Extracellular Fe(III) reductase structure reveals a modular organization enabling S-layer insertion and electron transfer to insoluble substrates

The thermophilic anaerobic Gram-positive bacterium Carboxydothermus ferrireducens utilizes insoluble Fe(III) oxides as electron acceptors in respiratory processes using an extracellular 11-heme cytochrome c OmhA as a terminal reductase. OmhA is able to transfer electrons to soluble and insoluble Fe(III) compounds, substrates of multiheme oxidoreductases, and soluble electron shuttles. The crystal structure of OmhA at 2.5 A resolution shows that it consists of two functionally distinct parts: the cytochrome s electron transfer and the S-layer binding domains. Nonaheme C-terminal subdomain of the cytochrome s domain is structurally similar to the extracellular multiheme cytochrome OcwA from the metal-reducing Gram-posi-tive bacterium Thermincola potens.S-layer binding domain of OmhA is responsible for interaction with the S-layer that surrounds the Carboxydothermus ferrireducens cell envelope. The structural foundations enabling the embedding of extracellular multiheme cytochromes to the S-layer of a Gram-positive-type cell wall and putative electron transfer pathways to insoluble minerals are discussed.

Automated summary

The paper investigates Carboxydothermus ferrireducens, a thermophilic anaerobic Gram-positive bacterium that utilizes insoluble Fe(III) oxides as electron acceptors with the help of extracellular 11-heme cytochrome c OmhA as a terminal reductase.
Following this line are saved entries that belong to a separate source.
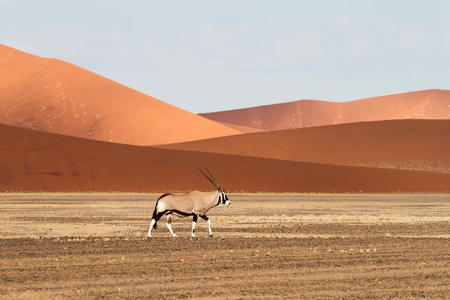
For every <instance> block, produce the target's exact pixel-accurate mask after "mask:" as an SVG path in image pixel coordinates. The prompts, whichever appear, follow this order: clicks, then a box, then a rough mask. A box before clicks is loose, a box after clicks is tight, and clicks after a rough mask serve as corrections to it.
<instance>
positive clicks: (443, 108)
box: [200, 90, 450, 130]
mask: <svg viewBox="0 0 450 300" xmlns="http://www.w3.org/2000/svg"><path fill="white" fill-rule="evenodd" d="M200 116H202V117H205V118H207V119H210V120H214V121H218V122H224V123H230V124H235V125H240V126H247V127H254V128H258V129H263V130H280V129H293V128H304V127H313V126H322V125H333V124H342V123H353V122H367V121H381V120H395V119H447V120H448V119H450V91H448V90H425V91H418V92H410V93H403V94H396V95H389V96H382V97H374V98H367V99H363V100H357V101H350V102H325V101H314V100H301V101H295V102H288V103H280V104H273V105H265V106H258V107H251V108H245V109H236V110H229V111H220V112H213V113H206V114H200Z"/></svg>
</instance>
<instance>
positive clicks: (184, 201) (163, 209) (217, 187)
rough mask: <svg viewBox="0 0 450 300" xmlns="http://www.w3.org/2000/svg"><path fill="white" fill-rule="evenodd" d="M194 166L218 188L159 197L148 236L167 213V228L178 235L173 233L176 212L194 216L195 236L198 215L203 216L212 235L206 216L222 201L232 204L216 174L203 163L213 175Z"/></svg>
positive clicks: (201, 217) (156, 203)
mask: <svg viewBox="0 0 450 300" xmlns="http://www.w3.org/2000/svg"><path fill="white" fill-rule="evenodd" d="M194 167H195V168H196V169H197V170H199V171H200V172H201V173H202V174H203V175H204V176H205V177H206V178H207V179H208V180H209V181H210V182H211V183H212V184H213V185H214V186H215V187H216V188H217V191H216V192H206V193H205V192H200V191H193V192H190V193H187V194H183V195H173V194H164V195H162V196H161V197H159V198H158V200H157V201H156V205H155V210H154V211H153V217H152V221H151V223H150V229H149V230H148V236H149V237H151V236H152V229H156V227H157V225H156V224H157V222H158V221H159V219H161V217H162V216H164V215H167V223H166V225H167V228H169V231H170V233H171V234H172V235H173V236H175V237H176V236H177V235H176V234H175V233H173V230H172V225H171V224H172V214H176V215H178V216H180V217H188V216H193V218H194V219H193V221H192V232H191V235H192V237H195V234H194V231H195V224H196V223H197V219H198V217H201V218H202V219H203V220H205V221H208V228H209V235H210V236H212V231H211V219H210V218H208V217H207V216H206V213H207V212H208V211H209V210H210V209H211V208H213V207H214V206H217V205H219V204H220V203H222V204H225V205H226V206H229V205H230V204H231V202H230V200H229V199H228V197H227V195H226V194H225V189H222V188H221V187H220V186H219V184H218V183H217V181H216V179H215V178H214V176H213V175H212V174H211V172H210V171H209V170H208V168H206V166H204V165H203V167H204V168H205V169H206V171H207V172H208V174H209V175H210V176H211V178H210V177H208V175H206V174H205V173H204V172H203V171H202V170H200V169H199V168H198V167H197V166H195V165H194Z"/></svg>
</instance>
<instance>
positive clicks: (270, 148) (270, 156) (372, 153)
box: [161, 120, 450, 174]
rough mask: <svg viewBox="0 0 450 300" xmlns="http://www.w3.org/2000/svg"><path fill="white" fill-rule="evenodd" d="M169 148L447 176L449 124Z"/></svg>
mask: <svg viewBox="0 0 450 300" xmlns="http://www.w3.org/2000/svg"><path fill="white" fill-rule="evenodd" d="M161 147H164V148H167V149H178V150H191V151H203V152H213V153H222V154H234V155H246V156H255V157H263V158H272V159H282V160H290V161H298V162H313V163H321V164H333V165H346V166H365V167H374V168H387V169H401V170H415V171H429V172H437V173H447V174H450V152H449V149H450V120H390V121H378V122H362V123H349V124H341V125H333V126H319V127H312V128H298V129H288V130H278V131H265V132H260V133H252V134H246V135H241V136H230V137H223V138H215V139H209V140H202V141H193V142H186V143H180V144H173V145H163V146H161Z"/></svg>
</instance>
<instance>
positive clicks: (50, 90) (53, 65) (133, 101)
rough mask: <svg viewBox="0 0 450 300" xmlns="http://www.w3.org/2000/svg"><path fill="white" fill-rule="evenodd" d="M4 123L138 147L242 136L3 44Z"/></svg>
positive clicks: (0, 106) (63, 62)
mask: <svg viewBox="0 0 450 300" xmlns="http://www.w3.org/2000/svg"><path fill="white" fill-rule="evenodd" d="M0 123H3V124H8V125H13V126H18V127H22V128H27V129H34V130H40V131H46V132H53V133H59V134H65V135H70V136H76V137H83V138H90V139H96V140H101V141H109V142H116V143H124V144H133V145H156V144H166V143H176V142H183V141H190V140H198V139H204V138H211V137H217V136H226V135H232V134H238V133H240V131H238V130H236V129H233V128H230V127H228V126H224V125H221V124H218V123H216V122H212V121H210V120H207V119H205V118H202V117H199V116H197V115H195V114H192V113H190V112H187V111H184V110H182V109H179V108H177V107H174V106H172V105H169V104H167V103H165V102H163V101H160V100H158V99H155V98H153V97H150V96H147V95H145V94H142V93H140V92H137V91H135V90H133V89H130V88H128V87H125V86H123V85H121V84H118V83H116V82H114V81H111V80H109V79H106V78H104V77H101V76H99V75H97V74H94V73H92V72H89V71H87V70H85V69H82V68H79V67H77V66H74V65H72V64H69V63H66V62H63V61H60V60H55V59H46V58H40V57H37V56H33V55H30V54H26V53H24V52H20V51H18V50H15V49H12V48H9V47H6V46H4V45H0Z"/></svg>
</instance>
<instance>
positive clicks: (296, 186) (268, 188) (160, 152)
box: [0, 125, 450, 192]
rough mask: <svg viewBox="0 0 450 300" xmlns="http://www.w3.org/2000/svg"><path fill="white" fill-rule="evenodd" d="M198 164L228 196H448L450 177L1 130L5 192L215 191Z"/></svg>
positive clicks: (416, 172)
mask: <svg viewBox="0 0 450 300" xmlns="http://www.w3.org/2000/svg"><path fill="white" fill-rule="evenodd" d="M193 163H194V164H200V163H204V164H206V165H207V166H208V168H209V169H210V170H211V171H212V172H213V173H214V175H215V177H216V179H217V180H218V181H219V183H220V184H221V186H223V187H225V188H227V189H228V190H230V191H241V190H242V191H249V192H256V191H270V192H312V191H315V192H317V191H322V192H351V191H364V192H375V191H378V192H392V191H398V190H402V191H446V190H450V175H449V174H438V173H429V172H416V171H402V170H389V169H376V168H366V167H348V166H335V165H326V164H314V163H303V162H292V161H285V160H275V159H264V158H255V157H246V156H237V155H227V154H214V153H204V152H193V151H181V150H168V149H159V148H154V147H139V146H130V145H122V144H114V143H107V142H99V141H94V140H88V139H80V138H75V137H68V136H62V135H58V134H51V133H46V132H40V131H33V130H26V129H22V128H17V127H12V126H7V125H0V191H122V192H125V191H133V192H151V191H164V190H166V191H167V190H169V191H170V190H172V191H173V190H192V189H200V190H211V189H212V187H211V185H210V183H209V182H208V181H207V180H206V179H205V178H203V177H202V175H201V174H200V173H199V172H198V171H197V170H195V169H194V168H193V167H192V164H193ZM224 166H226V167H224Z"/></svg>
OmhA can transfer electrons to both soluble and insoluble Fe(III) compounds, as well as substrates of multiheme oxidoreductases and soluble electron shuttles. The crystal structure of OmhA reveals two distinct parts: the cytochrome's electron transfer domain and the S-layer binding domain. The article discusses the embedding of extracellular multiheme cytochromes to the S-layer of a Gram-positive-type cell wall and the potential electron transfer pathways to insoluble minerals.